North America and Europe are not the only regions to suffer a fall in Chinese investment. Global investment by companies based in China reduced even more in the first quarter of 2019, global M&A operations announced recently by Chinese companies falling 60% (to 20 Bn$).
Investor characteristics, average operation value and most relevant transactions
The above-mentioned capital controls established in China have stopped state owned enterprises (SOEs) from investing abroad: their activity in Europe and North America has fallen significantly, as is shown by 94% of combined Chinese investment in both regions coming from private companies. In Europe the participation of SOEs in total investment has fallen to 6%, having made up more than half in the last five years.
As for the value of operations, the average value of operations in North America is still well below the previous average in 2015-16, with the average value of operations in 2019 35 Mn$ and 2018 29Mn$, barely a third of the average value of operations 2015, which was 90 Mn$. The average value of operations in Europe in the first half of 2019 was 143 Mn$, similar to the average value of 149 Mn$ achieved in 2015.
The major operations announced in the first half of 2019 in Europe were Anta´s acquisition of the Finnish sports clothing company Amer (valued at 5.2 Bn$, the largest Chinese investment of the year so far), Evergande´s acquisition of 51% of the Swedish electric car maker NEVS (valued at 930 Mn$), Ant Financial´s purchase of the British payments company WorldFirst (700 Mn$) and Haier´s acquisition of the Italian white goods company Candy (for 547 Mn$). This data shows that Nordic countries are the only ones seeing an increase in Chinese investment activity, as – both in Finland and Sweden – the largest operations have been announced. France and Germany have seen significant falls in Chinese investment, reducing by 97% and 75% respectively in terms of value. Analysing the most active sectors in terms of receiving investment, consumer services and products and the car industry make up three quarters of total investment, in both Europe and North America.

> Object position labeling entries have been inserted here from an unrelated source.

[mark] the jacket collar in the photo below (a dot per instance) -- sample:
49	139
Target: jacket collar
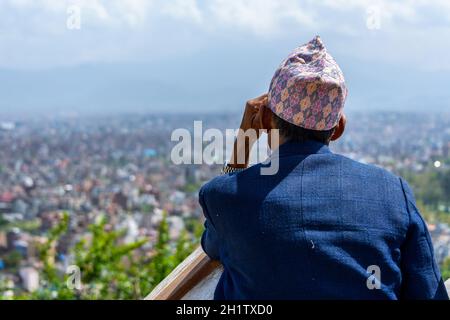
302	148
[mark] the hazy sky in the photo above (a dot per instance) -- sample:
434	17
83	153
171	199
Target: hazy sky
182	55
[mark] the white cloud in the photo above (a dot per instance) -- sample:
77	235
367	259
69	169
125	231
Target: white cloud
183	9
123	29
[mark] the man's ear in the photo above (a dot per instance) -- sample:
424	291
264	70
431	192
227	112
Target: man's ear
339	128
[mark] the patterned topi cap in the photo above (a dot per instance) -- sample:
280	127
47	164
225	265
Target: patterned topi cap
308	89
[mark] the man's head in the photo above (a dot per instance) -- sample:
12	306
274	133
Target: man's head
306	96
290	132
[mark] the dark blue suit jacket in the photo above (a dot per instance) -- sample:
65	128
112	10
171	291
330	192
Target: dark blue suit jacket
316	230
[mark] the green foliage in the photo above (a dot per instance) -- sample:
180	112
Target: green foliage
445	269
12	259
110	268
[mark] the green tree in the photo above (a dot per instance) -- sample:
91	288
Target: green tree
445	269
110	269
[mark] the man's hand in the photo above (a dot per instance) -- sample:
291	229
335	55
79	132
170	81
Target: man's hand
250	119
245	139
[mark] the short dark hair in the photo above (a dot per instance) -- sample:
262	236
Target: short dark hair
298	134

The report´s outlook for the second half of 2019 is not very optimistic. It is likely that Chinese investment in Europe and North America remains at current levels, with no major changes foreseen in the months to come. In June 2019, analysts only registered 4.6 Bn$ of M&A transactions announced in North America and 2Bn$ in Europe. On the outlook for the next few months, M&A partner at Baker McKenzie, Maite Diez, concludes that “any toughening of capital controls by the Chinese government will significantly impact on future investment abroad and will increase the caution of Chinese investors, who will avoid potentially delicate investments. We should not forget that the US-China trade tensions could increase, and we should also watch closely the criteria established by the EU – and the new European Commission when it starts in the autumn – for Chinese SOE investment on European soil. In the short term this all means it will be complicated to return to the volumes of Chinese direct investment achieved in the past”.